Allí y en aquel instante lo entendimos:   
Scheherezade conducía la trama tejida con un hilo de sangre,
nos llevaba a prisa queriéndonos salvar de la voraz columna de guerreros.

¡Oh tu!, reina de los deseos, del clan oscurecido
nos hacía descender al azufre. A sus pasos quedaban los rumores del perfume, el olor tibio de  la tierra quemada y los toscos recuerdos de su niñez, en la que disfrutaba la tierra como un manjar de asados aderezado con limón y especies. En verdad, era exquisito mirar aquella danza de gacela embriagada con la que solía moverse entre los árboles ancianos del bosque de bambúes que le servía de refugio. 
Su cabellera dorada le cubría el rostro
lleno de trazos geométricos, de planos de la ilusión, de signos sagrados, antiquísimos,
ofrecido al sacrificio en la mezquita de Mirjan. 
Su cuerpo suspendido ardía en llamas:  el cuerpo oculto del guerrero, trasciende, busca la superficie.

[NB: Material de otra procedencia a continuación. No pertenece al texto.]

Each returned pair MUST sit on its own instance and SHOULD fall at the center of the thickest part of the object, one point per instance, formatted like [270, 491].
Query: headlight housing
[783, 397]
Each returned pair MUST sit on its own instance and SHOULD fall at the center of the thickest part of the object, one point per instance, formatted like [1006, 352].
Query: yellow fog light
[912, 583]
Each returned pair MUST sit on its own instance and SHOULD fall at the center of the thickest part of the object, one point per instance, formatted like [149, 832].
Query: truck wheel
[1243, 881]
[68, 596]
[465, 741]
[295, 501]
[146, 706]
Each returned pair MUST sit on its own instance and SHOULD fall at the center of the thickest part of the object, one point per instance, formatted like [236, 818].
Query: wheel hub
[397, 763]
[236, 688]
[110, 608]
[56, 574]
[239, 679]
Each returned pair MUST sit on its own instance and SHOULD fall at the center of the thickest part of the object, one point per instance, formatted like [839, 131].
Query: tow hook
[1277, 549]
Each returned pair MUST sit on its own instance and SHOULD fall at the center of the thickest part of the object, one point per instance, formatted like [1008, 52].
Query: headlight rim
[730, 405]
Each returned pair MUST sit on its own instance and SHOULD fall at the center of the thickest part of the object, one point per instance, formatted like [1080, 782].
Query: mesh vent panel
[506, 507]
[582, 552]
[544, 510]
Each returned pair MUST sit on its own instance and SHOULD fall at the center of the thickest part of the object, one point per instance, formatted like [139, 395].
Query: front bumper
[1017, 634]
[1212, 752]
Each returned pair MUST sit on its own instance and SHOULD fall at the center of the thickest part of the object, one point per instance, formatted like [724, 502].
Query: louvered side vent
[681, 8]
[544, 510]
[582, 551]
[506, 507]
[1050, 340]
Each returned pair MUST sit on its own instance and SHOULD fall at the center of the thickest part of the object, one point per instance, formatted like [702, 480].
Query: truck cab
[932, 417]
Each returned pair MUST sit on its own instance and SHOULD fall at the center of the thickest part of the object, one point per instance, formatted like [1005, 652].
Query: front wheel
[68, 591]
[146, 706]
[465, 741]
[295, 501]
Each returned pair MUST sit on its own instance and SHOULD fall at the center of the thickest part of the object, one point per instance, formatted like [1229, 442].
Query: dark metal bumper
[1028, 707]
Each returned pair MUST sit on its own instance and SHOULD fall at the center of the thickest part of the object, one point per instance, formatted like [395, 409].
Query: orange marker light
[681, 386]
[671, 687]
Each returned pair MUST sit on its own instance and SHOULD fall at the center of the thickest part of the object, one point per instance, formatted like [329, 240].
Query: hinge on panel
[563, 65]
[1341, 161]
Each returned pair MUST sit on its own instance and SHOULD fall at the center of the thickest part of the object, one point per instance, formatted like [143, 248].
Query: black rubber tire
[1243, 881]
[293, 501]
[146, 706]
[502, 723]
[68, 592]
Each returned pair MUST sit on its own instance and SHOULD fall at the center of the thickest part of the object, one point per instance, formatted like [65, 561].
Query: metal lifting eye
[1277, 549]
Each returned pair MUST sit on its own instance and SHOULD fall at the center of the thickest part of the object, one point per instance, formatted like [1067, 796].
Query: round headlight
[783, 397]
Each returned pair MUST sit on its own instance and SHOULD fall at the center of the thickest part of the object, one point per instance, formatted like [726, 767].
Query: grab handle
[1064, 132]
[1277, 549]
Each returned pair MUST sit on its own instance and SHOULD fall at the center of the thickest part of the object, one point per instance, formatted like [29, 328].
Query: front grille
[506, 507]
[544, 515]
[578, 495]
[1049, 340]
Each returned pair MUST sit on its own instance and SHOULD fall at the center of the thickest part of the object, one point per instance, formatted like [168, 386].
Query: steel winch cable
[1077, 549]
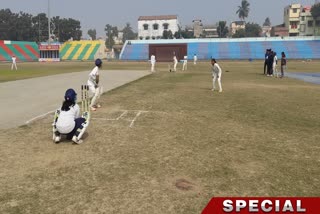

Bajo la leve llovizna fosforece como una antorcha. Se deshace, floreciendo una rosa de tristeza oscurecida. Nadie sabe, ni puede, ni debe pronunciar su nombre en el momento de su fusilamiento. Ya lo hemos olvidado.

No nos encontramos en el tiempo en que nos tocaba morir en  nombre de los otros.
Esta era la piedad que prodigaba la cicatriz del sueño.
La casa envejece sumergida en tinieblas de polen de cerezos,
la galería y los cuartos están llenos de perros;
así entendemos la brevedad del miedo en sus afanes.

El hombre entró de pie al borde de la historia,
dormía con la muerte,                         
obvió la estocada de la sombra,
y así creó este río de sangre hacia la áspera  luz de las mañanas,

los duros pasadizos por donde huyes entrando en ti,
en tu aposento. Allí duerme la muerte,
como una enana cuya tristeza duplica su tamaño;
estamos en su yantar de la mañana, 
nos cobija su sombra de delgada enfermera. 
Nos decimos adiós: 
un beso en la comisura de tu boca clausura la vida.